Students have invited members of the public to submit their loudest screams in order to test whether they can be heard in outer space.
The Cambridge University physics undergraduates are testing out the "in space, no-one can hear you scream" theory, made famous by Ridley Scott's Alien blockbuster.
The university's spaceflight society (CUSF) will be uploading videos of human screams into a specifically developed smartphone app, which will then be shot into space on a satellite in December.
An image taken in the stratosphere using an Android phone, from a previous CUSF experiment
Once the satellite payload, provided by Surrey University, is in orbit, the phone will play the screams in full volume, while simultaneously recording audio.
Pictures of each scream video playing against the stunning view will be relayed back to Earth, along with a sound film, which may contain the scream captured in the vacuum of space.
The students, however, are not holding their breath.
"Obviously, we’re not expecting to get much back," says physics undergraduate Edward Cunningham. "There may be some buzzing, but this is more about getting young people interested in satellites and acoustics, perhaps encouraging them to consider future study in science or engineering."
CUSF have previously shown that an Android phone works successfully as a standalone flight computer at a similar altitude to the one Felix Baumgartner recently performed his skydive from.

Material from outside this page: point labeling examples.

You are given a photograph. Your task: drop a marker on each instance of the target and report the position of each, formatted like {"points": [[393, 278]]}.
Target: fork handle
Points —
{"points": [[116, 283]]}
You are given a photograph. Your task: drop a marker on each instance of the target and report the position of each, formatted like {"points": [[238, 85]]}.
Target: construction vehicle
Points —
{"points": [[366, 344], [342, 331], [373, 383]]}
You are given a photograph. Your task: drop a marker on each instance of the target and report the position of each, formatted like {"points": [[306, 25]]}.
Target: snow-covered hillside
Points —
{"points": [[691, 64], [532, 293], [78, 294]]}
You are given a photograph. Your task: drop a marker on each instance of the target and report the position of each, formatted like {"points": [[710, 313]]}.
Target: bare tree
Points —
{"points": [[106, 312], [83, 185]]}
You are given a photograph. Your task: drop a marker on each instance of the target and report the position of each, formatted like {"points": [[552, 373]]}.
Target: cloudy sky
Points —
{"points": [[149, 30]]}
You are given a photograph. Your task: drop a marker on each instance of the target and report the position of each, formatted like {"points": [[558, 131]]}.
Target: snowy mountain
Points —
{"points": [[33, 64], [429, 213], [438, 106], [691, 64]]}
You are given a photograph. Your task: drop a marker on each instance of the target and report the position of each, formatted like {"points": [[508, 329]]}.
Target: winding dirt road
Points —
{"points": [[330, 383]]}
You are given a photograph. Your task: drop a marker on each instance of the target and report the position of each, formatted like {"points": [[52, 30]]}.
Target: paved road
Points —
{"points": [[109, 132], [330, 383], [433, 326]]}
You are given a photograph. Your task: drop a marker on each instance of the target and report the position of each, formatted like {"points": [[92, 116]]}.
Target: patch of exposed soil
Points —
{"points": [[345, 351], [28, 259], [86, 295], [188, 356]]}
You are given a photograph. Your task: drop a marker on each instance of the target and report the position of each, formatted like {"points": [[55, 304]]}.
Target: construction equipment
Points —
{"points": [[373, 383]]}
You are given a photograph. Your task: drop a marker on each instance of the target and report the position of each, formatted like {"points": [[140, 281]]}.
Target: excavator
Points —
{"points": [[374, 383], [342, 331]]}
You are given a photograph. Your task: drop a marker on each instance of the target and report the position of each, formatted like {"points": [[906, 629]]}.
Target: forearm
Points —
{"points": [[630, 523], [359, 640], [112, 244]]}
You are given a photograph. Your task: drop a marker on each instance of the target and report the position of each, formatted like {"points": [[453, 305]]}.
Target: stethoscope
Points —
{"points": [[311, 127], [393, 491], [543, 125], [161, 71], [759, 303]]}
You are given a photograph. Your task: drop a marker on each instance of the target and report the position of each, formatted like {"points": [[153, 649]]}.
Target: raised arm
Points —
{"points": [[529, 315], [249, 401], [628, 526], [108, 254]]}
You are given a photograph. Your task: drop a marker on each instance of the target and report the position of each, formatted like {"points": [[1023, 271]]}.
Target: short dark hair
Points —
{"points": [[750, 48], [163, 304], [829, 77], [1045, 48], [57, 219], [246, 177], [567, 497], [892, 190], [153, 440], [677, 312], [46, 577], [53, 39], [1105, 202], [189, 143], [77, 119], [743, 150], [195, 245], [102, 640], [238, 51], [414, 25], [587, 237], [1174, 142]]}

Members of the public can submit their scream video, uploaded video YouTube, to screaminspace.com
Each video must be at most 10 seconds long, and there will be ten winning screams which can be voted for by the public on the project’s website.
Screams must be entered before midnight on Sunday 4 November, after which the winning videos will be announced and loaded onto the phone in readiness for a launch before the end of this year.